Here's how the system works in 2025.
The SSA uses a standard called Substantial Gainful Activity (SGA) to define whether someone is working "too much" to qualify for or continue receiving SSDI. If your earnings exceed the SGA threshold, the SSA may determine you're no longer disabled for program purposes — regardless of your medical condition.
In 2025, the SGA limits are:
| Category | Monthly Earnings Limit |
|---|---|
| Non-blind SSDI recipients | $1,620/month |
| Blind SSDI recipients | $2,700/month |
These figures adjust annually based on changes in national average wages, so they shift slightly most years.
Crossing the SGA threshold doesn't automatically end your benefits overnight — but it triggers a review process that can lead to termination, depending on where you are in your benefit timeline.
The income limit functions differently depending on whether you're applying for SSDI or already approved.
During the initial application and appeals process, the SSA looks at whether you were earning above SGA at the alleged onset of your disability. If you're currently working and earning over $1,620/month, the SSA will typically find you are not disabled — full stop. Your medical evidence may be strong, but earnings above SGA can stop an application before the medical review even begins.
Once approved, you don't immediately lose benefits the moment you start earning income. The SSA builds in structured protections called work incentives.
The Trial Work Period gives approved SSDI recipients up to nine months (within a rolling 60-month window) to test their ability to work — without any earnings limit affecting their benefits. In 2025, a month counts as a TWP month if you earn more than $1,110.
During your TWP, you receive full SSDI benefits no matter how much you earn.
After your nine TWP months are used, you enter a 36-month Extended Period of Eligibility. During this window, your benefits continue in any month your earnings fall below SGA ($1,620 in 2025) and are suspended in months they exceed it.
If your earnings consistently stay above SGA, the SSA can move to terminate benefits — but that determination still takes time and involves written notice.
If you exceed SGA after your TWP, the SSA applies a three-month grace period before stopping payments. So even when termination is triggered, it doesn't cut off immediately.
Here's a factor many people overlook: Impairment-Related Work Expenses can reduce your countable income for SGA purposes. If you pay out-of-pocket for items or services that help you work because of your disability — medication, specialized transportation, assistive devices — the SSA may deduct those costs before comparing your earnings to the SGA limit.
This means your gross paycheck isn't necessarily the number the SSA uses. A worker earning $1,800/month gross might have countable earnings below $1,620 after IRWEs are applied.
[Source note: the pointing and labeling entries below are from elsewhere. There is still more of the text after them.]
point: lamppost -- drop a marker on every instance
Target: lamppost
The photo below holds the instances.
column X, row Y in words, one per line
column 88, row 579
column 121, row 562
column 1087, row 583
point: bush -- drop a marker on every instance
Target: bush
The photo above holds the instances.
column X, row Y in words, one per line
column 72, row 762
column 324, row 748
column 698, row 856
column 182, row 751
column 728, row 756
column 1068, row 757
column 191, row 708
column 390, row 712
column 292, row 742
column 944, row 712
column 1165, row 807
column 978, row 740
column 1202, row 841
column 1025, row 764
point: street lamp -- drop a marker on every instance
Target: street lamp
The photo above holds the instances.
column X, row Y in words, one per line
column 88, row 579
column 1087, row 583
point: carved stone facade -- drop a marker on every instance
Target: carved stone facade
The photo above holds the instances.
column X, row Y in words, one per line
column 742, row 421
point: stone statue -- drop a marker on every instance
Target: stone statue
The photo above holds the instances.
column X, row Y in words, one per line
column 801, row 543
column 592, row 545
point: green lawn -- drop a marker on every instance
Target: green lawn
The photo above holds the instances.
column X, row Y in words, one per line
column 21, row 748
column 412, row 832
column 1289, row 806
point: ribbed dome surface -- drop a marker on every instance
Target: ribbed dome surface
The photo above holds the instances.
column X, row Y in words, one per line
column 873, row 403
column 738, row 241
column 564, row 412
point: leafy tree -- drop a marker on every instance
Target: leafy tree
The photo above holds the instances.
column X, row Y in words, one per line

Not all money counts toward the SGA calculation. Passive income — including investment returns, rental income, interest, and most government benefits — does not count as earned income for SSDI purposes. The SGA limit applies specifically to wages and self-employment income.
This is one of the sharpest distinctions between SSDI and SSI (Supplemental Security Income). SSI has its own income counting rules that apply to nearly all income sources and are structured differently. If you receive both programs — which is possible in some cases — the rules run parallel and can interact in ways that require careful tracking.
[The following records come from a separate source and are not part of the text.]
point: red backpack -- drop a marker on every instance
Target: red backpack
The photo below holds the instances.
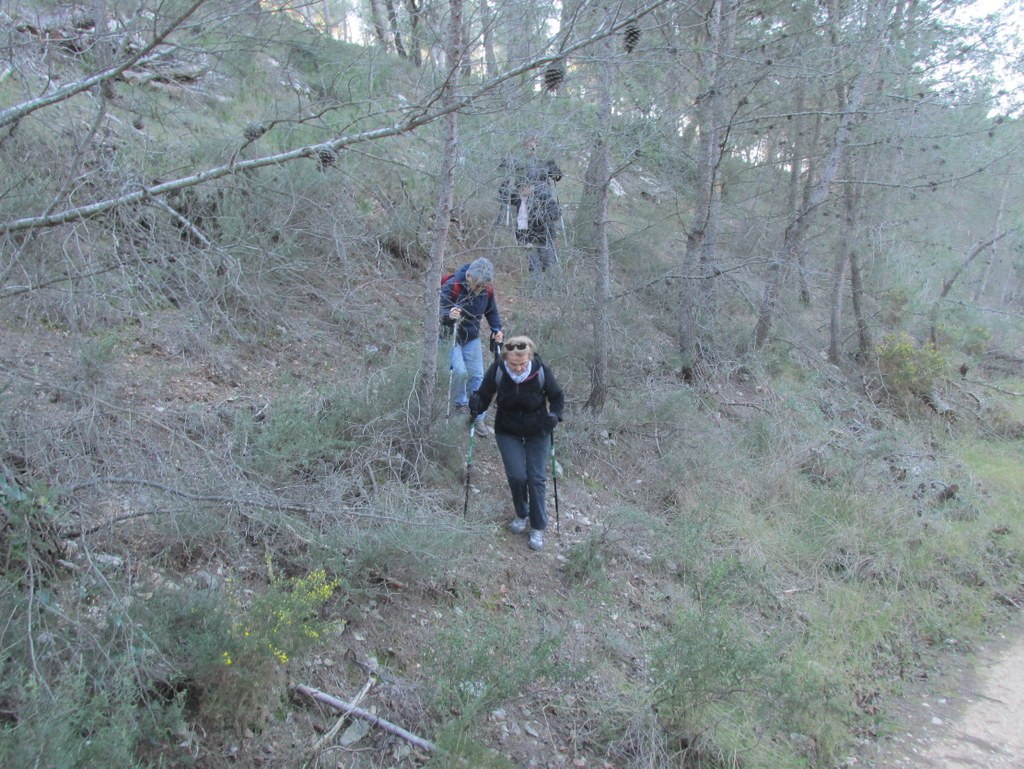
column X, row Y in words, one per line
column 457, row 288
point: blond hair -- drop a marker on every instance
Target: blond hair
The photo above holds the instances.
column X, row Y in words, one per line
column 530, row 347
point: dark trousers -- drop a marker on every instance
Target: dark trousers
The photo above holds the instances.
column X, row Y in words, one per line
column 525, row 463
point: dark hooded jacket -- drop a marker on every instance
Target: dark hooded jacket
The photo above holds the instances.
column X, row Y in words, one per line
column 522, row 407
column 474, row 306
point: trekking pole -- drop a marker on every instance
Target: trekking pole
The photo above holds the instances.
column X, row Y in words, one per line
column 469, row 467
column 455, row 343
column 554, row 481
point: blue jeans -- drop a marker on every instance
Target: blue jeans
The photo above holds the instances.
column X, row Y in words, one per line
column 467, row 371
column 525, row 463
column 543, row 255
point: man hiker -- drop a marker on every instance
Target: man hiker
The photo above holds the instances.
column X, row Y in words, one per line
column 467, row 298
column 528, row 193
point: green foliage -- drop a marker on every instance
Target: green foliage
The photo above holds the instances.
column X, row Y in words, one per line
column 263, row 635
column 309, row 433
column 907, row 367
column 458, row 749
column 233, row 648
column 29, row 529
column 725, row 687
column 77, row 722
column 480, row 659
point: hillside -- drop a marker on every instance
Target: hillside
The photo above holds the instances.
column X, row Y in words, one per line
column 215, row 490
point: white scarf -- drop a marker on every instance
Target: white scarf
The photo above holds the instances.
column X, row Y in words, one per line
column 518, row 378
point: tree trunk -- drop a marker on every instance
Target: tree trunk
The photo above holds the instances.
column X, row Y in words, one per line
column 851, row 201
column 864, row 342
column 701, row 242
column 392, row 18
column 602, row 288
column 377, row 22
column 487, row 36
column 415, row 45
column 427, row 381
column 793, row 242
column 972, row 254
column 992, row 254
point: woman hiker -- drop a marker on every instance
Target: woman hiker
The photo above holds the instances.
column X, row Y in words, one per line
column 529, row 403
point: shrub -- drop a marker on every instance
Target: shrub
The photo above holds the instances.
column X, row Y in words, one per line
column 908, row 368
column 73, row 723
column 233, row 649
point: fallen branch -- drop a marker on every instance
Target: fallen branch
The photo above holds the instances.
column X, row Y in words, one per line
column 353, row 710
column 321, row 743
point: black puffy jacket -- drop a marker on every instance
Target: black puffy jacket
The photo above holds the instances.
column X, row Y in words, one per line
column 522, row 407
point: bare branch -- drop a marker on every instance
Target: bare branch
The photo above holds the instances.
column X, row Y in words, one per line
column 416, row 117
column 13, row 114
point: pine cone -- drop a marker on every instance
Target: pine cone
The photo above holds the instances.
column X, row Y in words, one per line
column 254, row 131
column 325, row 159
column 631, row 36
column 554, row 74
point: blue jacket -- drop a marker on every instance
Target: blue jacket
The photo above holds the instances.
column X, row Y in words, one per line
column 474, row 307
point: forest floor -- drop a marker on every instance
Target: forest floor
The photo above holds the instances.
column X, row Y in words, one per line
column 967, row 716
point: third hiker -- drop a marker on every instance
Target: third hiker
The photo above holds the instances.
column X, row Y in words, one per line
column 468, row 298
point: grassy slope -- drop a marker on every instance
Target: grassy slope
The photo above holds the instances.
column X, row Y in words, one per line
column 744, row 573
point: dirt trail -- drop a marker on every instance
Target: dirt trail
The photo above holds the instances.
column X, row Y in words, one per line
column 975, row 722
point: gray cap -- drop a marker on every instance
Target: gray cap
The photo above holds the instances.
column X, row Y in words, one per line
column 481, row 270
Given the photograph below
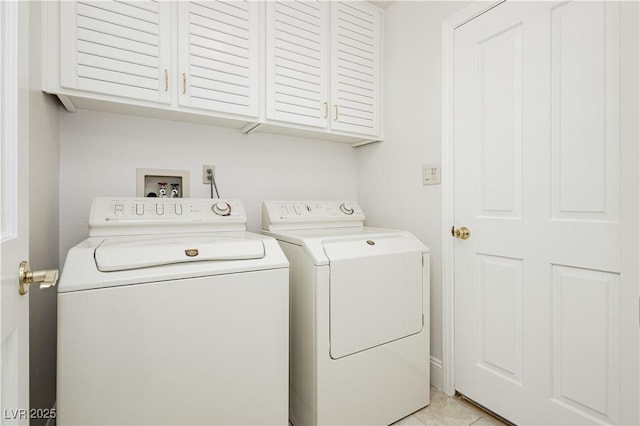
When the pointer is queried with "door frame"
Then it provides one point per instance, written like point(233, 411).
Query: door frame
point(449, 26)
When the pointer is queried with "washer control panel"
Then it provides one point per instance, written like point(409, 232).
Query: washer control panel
point(310, 214)
point(130, 216)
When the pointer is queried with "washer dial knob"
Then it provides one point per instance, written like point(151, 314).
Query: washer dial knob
point(345, 209)
point(221, 208)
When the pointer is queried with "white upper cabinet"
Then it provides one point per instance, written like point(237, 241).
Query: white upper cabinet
point(303, 67)
point(116, 48)
point(323, 65)
point(297, 62)
point(219, 56)
point(355, 67)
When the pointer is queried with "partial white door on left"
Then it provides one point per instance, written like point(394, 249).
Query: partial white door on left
point(14, 213)
point(546, 179)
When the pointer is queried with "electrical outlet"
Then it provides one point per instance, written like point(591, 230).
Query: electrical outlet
point(431, 174)
point(205, 174)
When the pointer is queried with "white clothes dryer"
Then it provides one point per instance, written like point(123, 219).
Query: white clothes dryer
point(359, 319)
point(171, 313)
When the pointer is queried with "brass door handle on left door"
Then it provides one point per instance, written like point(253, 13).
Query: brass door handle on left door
point(463, 232)
point(46, 277)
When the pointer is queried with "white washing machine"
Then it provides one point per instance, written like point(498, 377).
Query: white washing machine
point(359, 301)
point(171, 313)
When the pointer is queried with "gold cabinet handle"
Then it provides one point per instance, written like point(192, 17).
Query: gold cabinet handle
point(47, 278)
point(463, 232)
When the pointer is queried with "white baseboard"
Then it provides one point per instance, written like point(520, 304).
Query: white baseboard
point(437, 373)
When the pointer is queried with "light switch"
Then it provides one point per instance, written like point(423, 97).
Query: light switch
point(431, 174)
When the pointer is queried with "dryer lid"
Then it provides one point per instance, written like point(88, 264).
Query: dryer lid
point(120, 254)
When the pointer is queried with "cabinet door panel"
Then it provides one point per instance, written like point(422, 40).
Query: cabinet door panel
point(297, 62)
point(219, 56)
point(355, 67)
point(116, 48)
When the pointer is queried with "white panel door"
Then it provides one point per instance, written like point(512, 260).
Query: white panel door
point(297, 62)
point(355, 67)
point(220, 56)
point(546, 294)
point(14, 212)
point(119, 48)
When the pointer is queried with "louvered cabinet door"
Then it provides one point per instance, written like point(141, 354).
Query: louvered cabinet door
point(355, 65)
point(220, 56)
point(116, 48)
point(297, 62)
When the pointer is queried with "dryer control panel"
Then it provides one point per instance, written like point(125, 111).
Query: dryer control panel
point(132, 216)
point(281, 215)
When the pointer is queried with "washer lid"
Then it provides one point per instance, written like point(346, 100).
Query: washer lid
point(117, 254)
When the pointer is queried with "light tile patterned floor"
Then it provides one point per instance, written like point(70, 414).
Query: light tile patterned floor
point(447, 411)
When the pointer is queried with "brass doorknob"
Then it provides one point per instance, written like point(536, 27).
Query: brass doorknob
point(463, 232)
point(47, 278)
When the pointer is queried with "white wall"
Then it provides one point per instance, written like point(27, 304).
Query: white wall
point(43, 225)
point(100, 153)
point(390, 186)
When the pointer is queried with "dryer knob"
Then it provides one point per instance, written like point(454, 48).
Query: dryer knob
point(221, 208)
point(346, 210)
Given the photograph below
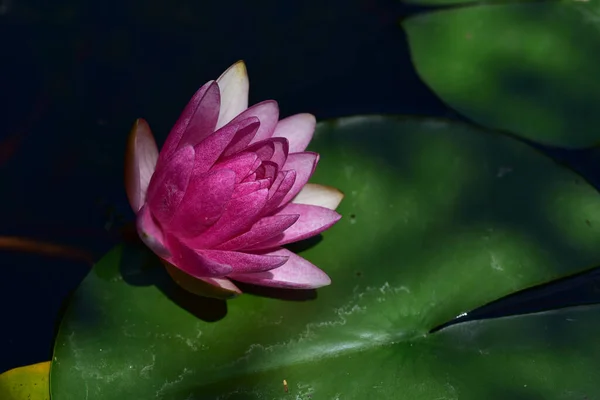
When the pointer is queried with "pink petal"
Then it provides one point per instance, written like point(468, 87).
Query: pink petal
point(298, 130)
point(313, 220)
point(267, 113)
point(279, 189)
point(204, 202)
point(239, 216)
point(304, 164)
point(140, 161)
point(319, 195)
point(210, 149)
point(248, 127)
point(203, 122)
point(250, 178)
point(265, 229)
point(185, 120)
point(234, 87)
point(223, 283)
point(219, 288)
point(246, 188)
point(169, 183)
point(274, 150)
point(242, 164)
point(267, 170)
point(245, 262)
point(296, 273)
point(150, 233)
point(194, 262)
If you're self-employed, the SSA doesn't just look at your net profit. It may also evaluate the number of hours you work and the nature and value of your services to your business. Someone running a business at a loss could still be found to be engaging in SGA if the SSA determines the work itself is substantial and gainful by other measures.
Self-employment cases tend to be more complex to evaluate, and outcomes vary widely.
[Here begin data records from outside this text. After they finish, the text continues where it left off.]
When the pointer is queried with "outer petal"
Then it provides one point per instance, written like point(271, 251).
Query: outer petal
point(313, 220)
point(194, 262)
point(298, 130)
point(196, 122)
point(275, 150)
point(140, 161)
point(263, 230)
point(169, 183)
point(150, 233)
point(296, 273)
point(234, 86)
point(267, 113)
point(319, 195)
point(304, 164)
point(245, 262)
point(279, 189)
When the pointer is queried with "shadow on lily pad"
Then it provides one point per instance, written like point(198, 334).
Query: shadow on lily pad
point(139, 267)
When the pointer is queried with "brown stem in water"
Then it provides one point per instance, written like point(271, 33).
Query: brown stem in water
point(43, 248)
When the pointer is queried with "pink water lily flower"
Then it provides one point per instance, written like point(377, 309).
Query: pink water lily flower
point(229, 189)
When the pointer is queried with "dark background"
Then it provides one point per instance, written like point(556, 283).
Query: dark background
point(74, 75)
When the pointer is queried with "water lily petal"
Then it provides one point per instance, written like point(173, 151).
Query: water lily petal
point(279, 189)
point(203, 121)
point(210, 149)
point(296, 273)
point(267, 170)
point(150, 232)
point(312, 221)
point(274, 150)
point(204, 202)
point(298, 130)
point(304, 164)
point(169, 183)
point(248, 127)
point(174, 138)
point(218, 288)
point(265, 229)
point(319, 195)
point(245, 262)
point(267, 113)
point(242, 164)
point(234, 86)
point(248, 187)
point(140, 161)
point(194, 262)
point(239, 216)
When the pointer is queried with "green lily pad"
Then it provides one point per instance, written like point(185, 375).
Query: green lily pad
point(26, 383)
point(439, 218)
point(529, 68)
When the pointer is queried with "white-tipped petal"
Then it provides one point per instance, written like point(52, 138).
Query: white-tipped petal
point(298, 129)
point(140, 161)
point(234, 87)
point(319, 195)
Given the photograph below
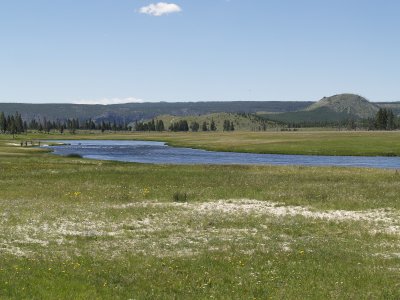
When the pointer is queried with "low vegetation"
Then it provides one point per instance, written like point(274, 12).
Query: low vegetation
point(72, 228)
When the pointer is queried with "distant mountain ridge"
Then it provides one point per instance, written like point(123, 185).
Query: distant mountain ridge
point(131, 112)
point(349, 104)
point(336, 108)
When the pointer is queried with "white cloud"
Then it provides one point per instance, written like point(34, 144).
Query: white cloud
point(107, 101)
point(160, 9)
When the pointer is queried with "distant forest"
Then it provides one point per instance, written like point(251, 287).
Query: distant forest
point(14, 124)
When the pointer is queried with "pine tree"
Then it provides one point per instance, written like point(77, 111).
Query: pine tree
point(213, 127)
point(3, 122)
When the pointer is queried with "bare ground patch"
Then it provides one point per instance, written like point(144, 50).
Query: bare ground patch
point(173, 229)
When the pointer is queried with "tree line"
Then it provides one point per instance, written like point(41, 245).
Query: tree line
point(182, 126)
point(13, 124)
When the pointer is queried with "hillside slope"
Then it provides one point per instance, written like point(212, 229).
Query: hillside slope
point(142, 111)
point(350, 104)
point(241, 122)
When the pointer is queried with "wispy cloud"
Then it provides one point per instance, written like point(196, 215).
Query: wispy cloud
point(159, 9)
point(106, 101)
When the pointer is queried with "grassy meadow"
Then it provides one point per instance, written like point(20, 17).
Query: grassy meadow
point(73, 228)
point(353, 143)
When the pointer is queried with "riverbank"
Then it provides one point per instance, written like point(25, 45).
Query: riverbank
point(78, 228)
point(343, 143)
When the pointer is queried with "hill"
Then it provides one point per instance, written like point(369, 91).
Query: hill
point(243, 122)
point(141, 111)
point(336, 108)
point(350, 104)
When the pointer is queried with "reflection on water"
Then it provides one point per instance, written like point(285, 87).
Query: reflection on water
point(159, 153)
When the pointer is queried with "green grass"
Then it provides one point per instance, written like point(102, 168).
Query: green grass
point(72, 228)
point(352, 143)
point(359, 143)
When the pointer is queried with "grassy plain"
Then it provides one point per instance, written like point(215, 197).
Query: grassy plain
point(73, 228)
point(354, 143)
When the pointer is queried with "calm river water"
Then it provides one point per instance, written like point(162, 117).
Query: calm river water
point(160, 153)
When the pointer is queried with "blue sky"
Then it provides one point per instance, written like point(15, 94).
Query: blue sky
point(109, 51)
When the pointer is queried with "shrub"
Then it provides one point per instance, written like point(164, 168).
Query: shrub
point(74, 155)
point(180, 197)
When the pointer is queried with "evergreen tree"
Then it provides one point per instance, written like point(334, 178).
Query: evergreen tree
point(213, 127)
point(3, 122)
point(204, 126)
point(194, 126)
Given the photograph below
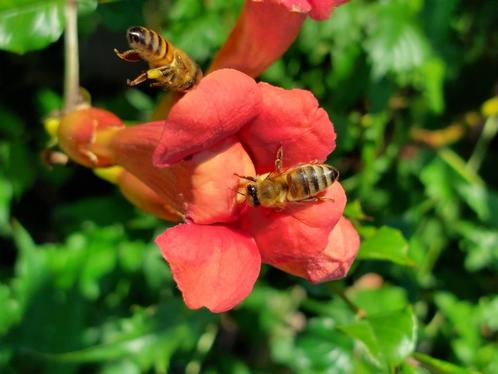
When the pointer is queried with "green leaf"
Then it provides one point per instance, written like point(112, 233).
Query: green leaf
point(379, 300)
point(388, 338)
point(386, 244)
point(481, 245)
point(27, 25)
point(439, 366)
point(394, 42)
point(10, 309)
point(148, 338)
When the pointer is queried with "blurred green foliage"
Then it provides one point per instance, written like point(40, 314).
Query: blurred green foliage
point(83, 287)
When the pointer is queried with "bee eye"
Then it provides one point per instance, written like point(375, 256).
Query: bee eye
point(135, 34)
The $1,620 SGA figure is straightforward. What isn't straightforward is how it applies to any individual situation. Factors that shape the real-world impact include:
Someone in their Trial Work Period faces completely different consequences from someone two years past it — even if their monthly paycheck is identical.
The income limit for 2025 is a defined number. How it intersects with your work history, benefit status, and disability profile is where the complexity lives.